Os cristãos egípcios vivem aterrorizados após os últimos ataques a igrejas, lojas e casas que, segundo eles, foram realizados por seguidores do presidente islamita deposto Mohamed Mursi. Os atacantes começaram a queimar igrejas no país pouco depois da sangrenta expulsão, na quarta-feira, dos seguidores de Mursi que acampavam em duas praças do Cairo, no que parece ser uma represália.

"As pessoas estão mortas de medo, ninguém se atreve a sair de casa", disse Marco, um engenheiro de 27 anos por telefone à AFP a partir da cidade de Sohag. O pior é que os atacantes "sabem onde os coptas vivem", já que, depois de queimar várias igrejas, começaram com as casas.

A União Juvenil Maspero, um movimento da juventude copta, está convencida de que se trata de uma "guerra de represálias" contra a minoria religiosa, que representa 10% da população egípcia. O grupo acusou os seguidores de Mursi de convertê-los em alvo em resposta ao apoio do Papa dos coptos Tawadros II ao golpe militar que expulsou do poder no dia 3 de julho o líder islamita.

A Iniciativa Egípcia pelos Direitos Humanos (EIPR), uma ONG local, afirma que na quarta-feira ao menos 25 igrejas foram queimadas, assim como escolas cristãs, lojas e casas nas 27 províncias do país.

O arcebispo caldeu iraquiano, Louis Sako, disse à AFP que uma das igrejas de sua comunidade foi queimada na quarta-feira. "É um autêntico desastre", disse antes de advertir que a região é um vulcão perigoso.

Para Marco, os ataques contra as igrejas não são nenhuma surpresa, já que elas já haviam sido alvo em outras ocasiões. Mas o que mais o impactou foram os incêndios das casas de coptas e os saques de suas lojas. Os atacantes "gritavam slogans a favor de Mursi e usavam faixas na cabeça com a frase 'Irmandade Muçulmana' escrita", explicou.

A União Juvenil Maspero, que documentou a violência da qual os cristãos foram vítimas durante o ano em que Mursi permaneceu na presidência, também culpa os seguidores do líder deposto pelos ataques. "Os coptas são alvos de ataques em nove províncias, o que gera medo, perdas e destruição apenas porque são cristãos", disse o grupo.

Os seguidores de Mursi acusam frequentemente os cristãos de apoiar o presidente Hosni Mubarak, que foi deposto na revolta de 2011. Mas os cristãos também eram vítimas quando Mubarak estava no poder.

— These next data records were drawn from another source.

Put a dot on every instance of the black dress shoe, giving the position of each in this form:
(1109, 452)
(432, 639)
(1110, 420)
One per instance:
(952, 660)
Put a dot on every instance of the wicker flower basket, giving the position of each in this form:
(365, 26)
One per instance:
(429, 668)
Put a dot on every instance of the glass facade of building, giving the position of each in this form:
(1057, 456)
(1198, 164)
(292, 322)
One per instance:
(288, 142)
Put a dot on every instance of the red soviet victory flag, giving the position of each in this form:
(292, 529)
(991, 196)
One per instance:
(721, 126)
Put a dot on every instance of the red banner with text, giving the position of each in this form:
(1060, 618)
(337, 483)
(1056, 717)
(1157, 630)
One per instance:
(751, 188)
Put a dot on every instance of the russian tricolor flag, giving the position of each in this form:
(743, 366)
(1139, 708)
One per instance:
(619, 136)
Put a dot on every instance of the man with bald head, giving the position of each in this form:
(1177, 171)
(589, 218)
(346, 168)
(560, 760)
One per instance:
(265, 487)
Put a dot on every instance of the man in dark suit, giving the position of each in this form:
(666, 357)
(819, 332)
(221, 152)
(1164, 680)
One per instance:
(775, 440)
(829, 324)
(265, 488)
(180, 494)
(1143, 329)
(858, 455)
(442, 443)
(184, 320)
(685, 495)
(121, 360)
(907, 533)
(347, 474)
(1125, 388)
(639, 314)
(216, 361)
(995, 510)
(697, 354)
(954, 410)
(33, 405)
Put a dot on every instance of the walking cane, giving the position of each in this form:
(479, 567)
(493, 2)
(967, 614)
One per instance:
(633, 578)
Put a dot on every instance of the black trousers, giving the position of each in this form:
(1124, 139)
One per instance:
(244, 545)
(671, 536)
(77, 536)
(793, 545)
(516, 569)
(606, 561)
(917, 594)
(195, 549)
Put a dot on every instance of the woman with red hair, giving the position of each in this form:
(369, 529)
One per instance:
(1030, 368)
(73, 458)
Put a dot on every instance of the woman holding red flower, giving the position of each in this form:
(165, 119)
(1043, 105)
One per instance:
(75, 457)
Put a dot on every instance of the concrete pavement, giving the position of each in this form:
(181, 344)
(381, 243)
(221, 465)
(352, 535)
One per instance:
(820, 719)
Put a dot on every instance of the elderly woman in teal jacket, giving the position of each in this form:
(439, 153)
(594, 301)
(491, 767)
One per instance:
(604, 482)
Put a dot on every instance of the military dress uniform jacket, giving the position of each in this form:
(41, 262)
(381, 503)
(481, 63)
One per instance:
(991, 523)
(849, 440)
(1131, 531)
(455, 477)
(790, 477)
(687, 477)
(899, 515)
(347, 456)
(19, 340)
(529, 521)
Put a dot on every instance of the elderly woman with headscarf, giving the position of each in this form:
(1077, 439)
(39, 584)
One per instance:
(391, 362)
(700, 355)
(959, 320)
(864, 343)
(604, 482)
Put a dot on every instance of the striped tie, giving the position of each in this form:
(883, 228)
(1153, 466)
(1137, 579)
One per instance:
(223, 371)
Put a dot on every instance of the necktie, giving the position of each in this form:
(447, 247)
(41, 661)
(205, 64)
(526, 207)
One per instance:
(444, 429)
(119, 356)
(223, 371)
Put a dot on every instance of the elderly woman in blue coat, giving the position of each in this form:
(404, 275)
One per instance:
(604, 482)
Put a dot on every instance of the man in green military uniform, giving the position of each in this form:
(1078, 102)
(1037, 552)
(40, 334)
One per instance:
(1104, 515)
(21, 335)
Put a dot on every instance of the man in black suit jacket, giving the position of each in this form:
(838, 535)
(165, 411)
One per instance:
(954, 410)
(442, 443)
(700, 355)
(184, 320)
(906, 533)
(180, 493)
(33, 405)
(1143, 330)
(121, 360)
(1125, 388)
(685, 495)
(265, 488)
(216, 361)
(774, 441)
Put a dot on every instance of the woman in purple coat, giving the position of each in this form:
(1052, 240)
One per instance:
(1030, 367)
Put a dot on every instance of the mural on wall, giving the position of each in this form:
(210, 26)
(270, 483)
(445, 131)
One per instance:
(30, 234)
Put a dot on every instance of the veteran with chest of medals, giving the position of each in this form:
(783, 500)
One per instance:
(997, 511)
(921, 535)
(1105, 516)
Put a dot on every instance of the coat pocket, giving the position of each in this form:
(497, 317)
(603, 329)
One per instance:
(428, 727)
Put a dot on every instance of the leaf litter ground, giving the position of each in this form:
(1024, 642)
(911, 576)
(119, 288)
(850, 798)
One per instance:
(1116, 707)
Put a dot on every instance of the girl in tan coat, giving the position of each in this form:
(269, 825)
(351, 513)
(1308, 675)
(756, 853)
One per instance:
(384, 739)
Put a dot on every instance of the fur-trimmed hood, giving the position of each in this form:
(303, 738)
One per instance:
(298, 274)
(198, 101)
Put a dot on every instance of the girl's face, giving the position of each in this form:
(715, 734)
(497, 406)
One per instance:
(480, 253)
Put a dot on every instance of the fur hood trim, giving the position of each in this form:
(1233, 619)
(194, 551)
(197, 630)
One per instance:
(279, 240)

Na quinta-feira, o governo interino instalado pelo exército disse que os ataques contra os cristãos egípcios são a "linha vermelha" e afirmou que as autoridades "responderão energicamente" a qualquer provocação.

Pouco depois, o ministro da Defesa, o general Abdel Fatah al-Sissi, chefe das forças armadas que liderou o golpe, afirmou que o exército pagará a reconstrução das igrejas destruídas. O primeiro-ministro interino, Hazem Beblawi, também anunciou na quinta-feira que se reunirá com o Papa copta para manifestar sua solidariedade.

A agência de notícias estatal Mena informou que 80 partidários de Mursi foram detidos e serão julgados por tribunais militares por sua suposta participação nos incêndios de igrejas na província de Suez na quarta-feira.

A Irmandade Muçulmana não se manifestou a respeito, a não ser para sugerir que as autoridades estão por trás da violência. "O regime alçado ao poder pelo golpe militar está restaurando a violência sectária, como fizeram quando Mubarak estava a ponto de cair", disse o porta-voz Gehad el Haddad pelo Twitter.

Ishak Ibrahim, um pesquisador do EIPR sobre assuntos religiosos, disse que o Estado "tem que intervir para proteger a população. São necessárias ações concretas após os grandes discursos". Segundo ele, o "discurso do ódio" que existe contra os cristãos em todo o país é mais dos salafistas, dos islamitas mais conservadores, que da Irmandade Muçulmana.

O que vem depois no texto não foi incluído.